• Niels Marthinsen
  • Syndfloden over Norderney (2008)
    (The Deluge at Norderney)

  • Edition Wilhelm Hansen Copenhagen (World)
  • 1.1.1.1/1.1.1.0/perc
  • 9 min

Programme Note

A gothic tale for seven wind players and percussion

Written for the Århus Sinfonietta


The Deluge at Norderney (2008) for seven wind players and percussion is the fifth of a series of seven compositions named after Karen Blixen's collection of short stories Seven Gothic Tales.

My musical gothic tales are written for very different ensembles - The Supper at Helsinore is a saxophone quartet, The Old Chevalier is for bass trombone and piano, The Monkey is a chamber orchestra work, The Poet is a piano trio - but they all share musical material in a criss-cross of contextual references reminiscent of Blixen's narrative complexity: Themes and motivs from one piece appear in others in new and surprising shapes and combinations.

Karen Blixen's The Deluge at Norderney is the tale of a flood of near Biblical proportions on the Atlantic coast of Holstein in 1835. Four aristocratic vacationers, marooned in a hayloft by the rising waters, spend a night telling stories that reveal their true identities.

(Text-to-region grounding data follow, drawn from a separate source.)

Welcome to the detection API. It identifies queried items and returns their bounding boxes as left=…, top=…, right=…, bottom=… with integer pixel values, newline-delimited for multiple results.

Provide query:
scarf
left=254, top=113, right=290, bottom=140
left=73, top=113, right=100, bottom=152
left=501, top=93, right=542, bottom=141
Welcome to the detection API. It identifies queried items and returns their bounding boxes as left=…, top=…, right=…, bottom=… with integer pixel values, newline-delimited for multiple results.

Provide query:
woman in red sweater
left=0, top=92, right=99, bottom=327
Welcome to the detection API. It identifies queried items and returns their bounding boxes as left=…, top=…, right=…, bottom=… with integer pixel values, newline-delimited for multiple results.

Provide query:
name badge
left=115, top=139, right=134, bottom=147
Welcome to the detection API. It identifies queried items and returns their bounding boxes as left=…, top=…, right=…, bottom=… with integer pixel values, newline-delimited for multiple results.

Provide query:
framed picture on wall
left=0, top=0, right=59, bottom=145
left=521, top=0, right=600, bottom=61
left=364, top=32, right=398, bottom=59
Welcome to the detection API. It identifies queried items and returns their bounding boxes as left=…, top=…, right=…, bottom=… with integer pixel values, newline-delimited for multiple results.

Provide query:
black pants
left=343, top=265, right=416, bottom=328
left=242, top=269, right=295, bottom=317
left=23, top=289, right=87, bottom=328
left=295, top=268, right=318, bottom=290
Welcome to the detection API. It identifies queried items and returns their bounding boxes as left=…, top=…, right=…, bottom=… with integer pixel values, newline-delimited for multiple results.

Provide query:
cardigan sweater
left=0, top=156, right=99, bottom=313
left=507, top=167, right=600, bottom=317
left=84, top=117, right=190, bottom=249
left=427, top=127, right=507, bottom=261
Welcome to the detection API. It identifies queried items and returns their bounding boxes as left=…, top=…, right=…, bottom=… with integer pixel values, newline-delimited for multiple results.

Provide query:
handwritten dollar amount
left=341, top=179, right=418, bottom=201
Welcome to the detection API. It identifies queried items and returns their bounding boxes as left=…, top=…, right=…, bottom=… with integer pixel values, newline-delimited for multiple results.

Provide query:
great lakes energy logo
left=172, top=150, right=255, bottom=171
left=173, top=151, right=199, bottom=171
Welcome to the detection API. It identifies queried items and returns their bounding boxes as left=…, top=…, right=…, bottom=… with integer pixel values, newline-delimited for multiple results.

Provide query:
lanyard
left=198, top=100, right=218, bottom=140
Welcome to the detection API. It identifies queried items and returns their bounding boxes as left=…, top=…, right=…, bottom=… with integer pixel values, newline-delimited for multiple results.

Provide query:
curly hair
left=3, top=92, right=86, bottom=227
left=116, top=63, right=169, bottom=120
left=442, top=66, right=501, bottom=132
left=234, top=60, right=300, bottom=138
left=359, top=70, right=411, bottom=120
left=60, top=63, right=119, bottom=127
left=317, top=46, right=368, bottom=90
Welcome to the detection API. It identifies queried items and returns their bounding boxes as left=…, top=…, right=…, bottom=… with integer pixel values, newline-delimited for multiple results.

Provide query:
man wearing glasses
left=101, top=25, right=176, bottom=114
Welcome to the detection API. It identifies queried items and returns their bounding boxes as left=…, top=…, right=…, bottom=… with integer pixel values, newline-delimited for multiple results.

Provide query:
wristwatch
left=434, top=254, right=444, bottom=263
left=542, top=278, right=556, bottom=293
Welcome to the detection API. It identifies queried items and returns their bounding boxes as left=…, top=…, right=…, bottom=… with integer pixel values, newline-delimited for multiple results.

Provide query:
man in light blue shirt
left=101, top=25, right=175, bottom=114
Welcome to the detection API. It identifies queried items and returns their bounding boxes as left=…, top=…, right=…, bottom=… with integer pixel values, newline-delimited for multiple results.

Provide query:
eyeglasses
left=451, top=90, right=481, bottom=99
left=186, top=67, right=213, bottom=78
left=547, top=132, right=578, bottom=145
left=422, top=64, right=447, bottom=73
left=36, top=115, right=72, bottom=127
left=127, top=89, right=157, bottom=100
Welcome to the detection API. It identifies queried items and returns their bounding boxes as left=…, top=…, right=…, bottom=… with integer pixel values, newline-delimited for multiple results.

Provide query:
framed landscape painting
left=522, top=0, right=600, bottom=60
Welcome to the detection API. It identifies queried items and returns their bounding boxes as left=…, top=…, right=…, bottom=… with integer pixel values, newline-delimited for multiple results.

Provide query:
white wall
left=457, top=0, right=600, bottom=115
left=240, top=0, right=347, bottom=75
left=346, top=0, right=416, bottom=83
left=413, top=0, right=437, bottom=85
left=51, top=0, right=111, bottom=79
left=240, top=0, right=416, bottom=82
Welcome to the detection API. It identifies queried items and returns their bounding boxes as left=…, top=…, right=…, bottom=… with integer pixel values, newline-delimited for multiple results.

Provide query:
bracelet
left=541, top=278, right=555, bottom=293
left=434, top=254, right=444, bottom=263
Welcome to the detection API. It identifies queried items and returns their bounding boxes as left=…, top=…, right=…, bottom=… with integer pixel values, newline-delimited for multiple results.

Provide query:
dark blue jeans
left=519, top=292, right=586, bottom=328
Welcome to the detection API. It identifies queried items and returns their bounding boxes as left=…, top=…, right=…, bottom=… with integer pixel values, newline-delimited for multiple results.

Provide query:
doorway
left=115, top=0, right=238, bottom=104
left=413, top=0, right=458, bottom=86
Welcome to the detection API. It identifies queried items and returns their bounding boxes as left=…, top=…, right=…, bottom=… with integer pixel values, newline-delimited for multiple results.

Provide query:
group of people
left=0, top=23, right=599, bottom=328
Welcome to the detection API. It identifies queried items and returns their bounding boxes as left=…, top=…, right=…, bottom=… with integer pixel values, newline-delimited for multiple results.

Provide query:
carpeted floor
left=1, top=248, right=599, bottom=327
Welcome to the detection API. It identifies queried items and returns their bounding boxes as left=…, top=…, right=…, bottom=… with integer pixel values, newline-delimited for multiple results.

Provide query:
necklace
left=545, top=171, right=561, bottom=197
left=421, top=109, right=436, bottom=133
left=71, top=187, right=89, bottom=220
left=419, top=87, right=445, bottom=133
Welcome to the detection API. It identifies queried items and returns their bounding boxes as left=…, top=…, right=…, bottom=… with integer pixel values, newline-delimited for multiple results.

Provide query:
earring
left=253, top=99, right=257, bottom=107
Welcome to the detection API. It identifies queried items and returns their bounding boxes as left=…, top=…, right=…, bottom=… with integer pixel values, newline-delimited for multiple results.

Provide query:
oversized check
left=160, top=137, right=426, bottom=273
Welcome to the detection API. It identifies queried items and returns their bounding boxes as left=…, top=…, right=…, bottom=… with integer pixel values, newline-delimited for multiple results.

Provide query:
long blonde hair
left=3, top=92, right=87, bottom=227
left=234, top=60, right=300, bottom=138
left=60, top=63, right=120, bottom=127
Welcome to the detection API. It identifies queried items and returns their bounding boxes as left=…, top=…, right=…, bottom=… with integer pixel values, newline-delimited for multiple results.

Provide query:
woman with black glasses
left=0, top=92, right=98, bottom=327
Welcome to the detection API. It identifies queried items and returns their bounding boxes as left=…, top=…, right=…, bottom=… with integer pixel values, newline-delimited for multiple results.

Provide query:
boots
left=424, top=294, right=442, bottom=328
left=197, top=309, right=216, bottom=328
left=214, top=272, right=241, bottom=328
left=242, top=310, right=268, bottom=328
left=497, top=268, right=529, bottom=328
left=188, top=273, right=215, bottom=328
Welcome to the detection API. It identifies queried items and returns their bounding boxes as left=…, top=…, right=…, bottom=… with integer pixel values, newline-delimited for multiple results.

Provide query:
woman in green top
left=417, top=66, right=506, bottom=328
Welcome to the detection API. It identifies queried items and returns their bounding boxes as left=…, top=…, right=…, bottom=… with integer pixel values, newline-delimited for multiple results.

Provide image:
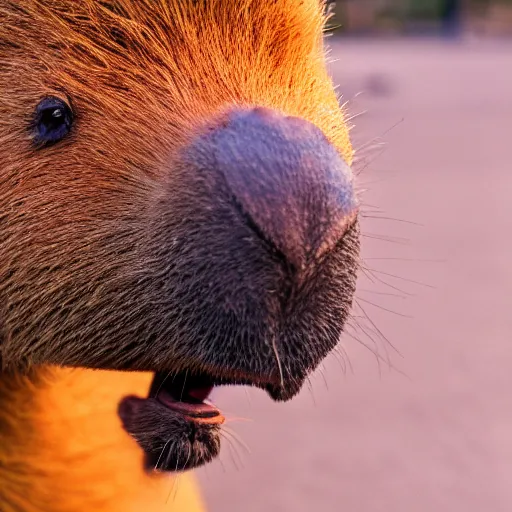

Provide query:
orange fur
left=0, top=1, right=353, bottom=510
left=0, top=370, right=206, bottom=511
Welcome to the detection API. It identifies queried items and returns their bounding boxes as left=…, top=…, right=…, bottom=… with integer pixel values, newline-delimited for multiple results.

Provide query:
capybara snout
left=0, top=0, right=360, bottom=475
left=195, top=107, right=358, bottom=270
left=128, top=104, right=360, bottom=396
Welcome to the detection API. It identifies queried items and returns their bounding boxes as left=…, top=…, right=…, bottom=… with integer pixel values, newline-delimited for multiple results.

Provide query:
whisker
left=222, top=426, right=251, bottom=455
left=154, top=370, right=173, bottom=397
left=354, top=298, right=403, bottom=358
left=346, top=109, right=367, bottom=123
left=179, top=369, right=189, bottom=401
left=220, top=429, right=249, bottom=471
left=243, top=387, right=252, bottom=407
left=305, top=375, right=317, bottom=406
left=361, top=214, right=423, bottom=227
left=220, top=432, right=242, bottom=471
left=354, top=148, right=388, bottom=177
left=270, top=331, right=285, bottom=389
left=331, top=345, right=349, bottom=375
left=359, top=265, right=415, bottom=296
left=166, top=443, right=190, bottom=504
left=357, top=288, right=407, bottom=299
left=358, top=199, right=384, bottom=209
left=166, top=472, right=181, bottom=505
left=346, top=319, right=398, bottom=377
left=154, top=438, right=172, bottom=471
left=362, top=232, right=411, bottom=245
left=355, top=118, right=404, bottom=156
left=354, top=136, right=386, bottom=155
left=365, top=268, right=435, bottom=289
left=318, top=363, right=329, bottom=391
left=217, top=452, right=228, bottom=474
left=353, top=141, right=387, bottom=161
left=363, top=257, right=445, bottom=263
left=343, top=325, right=384, bottom=375
left=357, top=297, right=413, bottom=319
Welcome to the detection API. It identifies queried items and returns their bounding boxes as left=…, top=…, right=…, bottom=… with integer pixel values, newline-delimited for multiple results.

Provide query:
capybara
left=0, top=1, right=360, bottom=511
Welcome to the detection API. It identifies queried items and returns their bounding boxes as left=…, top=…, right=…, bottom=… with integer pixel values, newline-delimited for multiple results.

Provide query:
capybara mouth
left=119, top=366, right=301, bottom=473
left=118, top=359, right=315, bottom=472
left=119, top=370, right=224, bottom=472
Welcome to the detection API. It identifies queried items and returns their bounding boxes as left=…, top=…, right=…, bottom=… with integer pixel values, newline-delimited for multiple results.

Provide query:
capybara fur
left=0, top=1, right=360, bottom=511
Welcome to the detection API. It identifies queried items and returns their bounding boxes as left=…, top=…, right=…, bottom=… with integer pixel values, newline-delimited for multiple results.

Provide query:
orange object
left=0, top=368, right=206, bottom=511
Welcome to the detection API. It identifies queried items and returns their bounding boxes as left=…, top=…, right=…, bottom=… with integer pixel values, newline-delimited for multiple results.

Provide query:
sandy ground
left=197, top=38, right=512, bottom=512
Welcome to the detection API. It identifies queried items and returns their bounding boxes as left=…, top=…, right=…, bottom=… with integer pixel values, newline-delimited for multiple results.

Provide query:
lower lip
left=157, top=392, right=225, bottom=424
left=183, top=413, right=226, bottom=425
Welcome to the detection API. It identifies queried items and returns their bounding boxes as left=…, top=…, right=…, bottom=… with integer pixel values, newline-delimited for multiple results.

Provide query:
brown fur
left=0, top=1, right=359, bottom=510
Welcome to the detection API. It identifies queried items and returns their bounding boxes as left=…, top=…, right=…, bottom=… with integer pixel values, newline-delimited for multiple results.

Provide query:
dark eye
left=33, top=96, right=74, bottom=146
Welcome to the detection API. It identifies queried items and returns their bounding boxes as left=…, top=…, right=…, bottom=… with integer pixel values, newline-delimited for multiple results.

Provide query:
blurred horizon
left=328, top=0, right=512, bottom=37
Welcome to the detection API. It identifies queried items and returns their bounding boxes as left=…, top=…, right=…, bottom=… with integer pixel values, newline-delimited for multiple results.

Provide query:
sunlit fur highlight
left=0, top=1, right=354, bottom=511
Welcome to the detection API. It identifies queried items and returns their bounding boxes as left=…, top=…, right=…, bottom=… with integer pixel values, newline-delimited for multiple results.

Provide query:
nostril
left=229, top=189, right=298, bottom=275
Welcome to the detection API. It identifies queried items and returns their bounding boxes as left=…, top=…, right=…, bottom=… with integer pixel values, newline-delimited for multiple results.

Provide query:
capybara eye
left=33, top=96, right=73, bottom=146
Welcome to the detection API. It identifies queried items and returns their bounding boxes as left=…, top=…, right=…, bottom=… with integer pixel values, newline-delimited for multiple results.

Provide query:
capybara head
left=0, top=0, right=359, bottom=472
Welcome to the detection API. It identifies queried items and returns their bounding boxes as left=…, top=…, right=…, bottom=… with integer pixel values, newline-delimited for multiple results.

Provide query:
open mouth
left=118, top=368, right=289, bottom=473
left=149, top=371, right=225, bottom=425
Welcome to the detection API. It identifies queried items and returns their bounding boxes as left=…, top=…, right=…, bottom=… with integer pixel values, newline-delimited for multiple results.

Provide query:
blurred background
left=197, top=2, right=512, bottom=511
left=329, top=0, right=512, bottom=37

Each of the characters has a tale that bespeaks misplaced identity; it is the power of the story that helps them discover who they really are.

Jonathan Mersk's inset tale 'Timon of Assens' is about a youth frustrated in his social ambitions. The young woman Calypso realizes her true nature: By studying an erotic painting reflected beside herself, she comes to understand the power and pleasure of being a woman. The older woman Miss Malin has sinned by living primarily within her own imagination. Excessive moral idealism has prevented her from partaking in the true joys of life. The Cardinal tells the inset tale 'The Wine of the Tetrarch' which explains how the robber Barabbas met his fate, going free so that Christ might be crucified. Finally the Cardinal removes a bandage from his face to reveal that he is really a murderer: the actor Kasparson in disguise. He has played many and varying roles, and this is his answer to the problems of identity: "I have lived long enough, by now," he says, "to have learned, when the devil grins at me, to grin back." The characters are doomed by the rising waters, but they do not lose their sense of humor.

The Deluge at Norderney isn't 'about' anything. The music is inspired by the artistic content of Blixen's short story - its emotionalism, dramatic construction, atmosphere, period and setting - but unfolds in time and musical space in ways that are completely independent of the story's narrative progression... except one might say that the instruments really do manage to tell each their own story before they all drown in the deluge.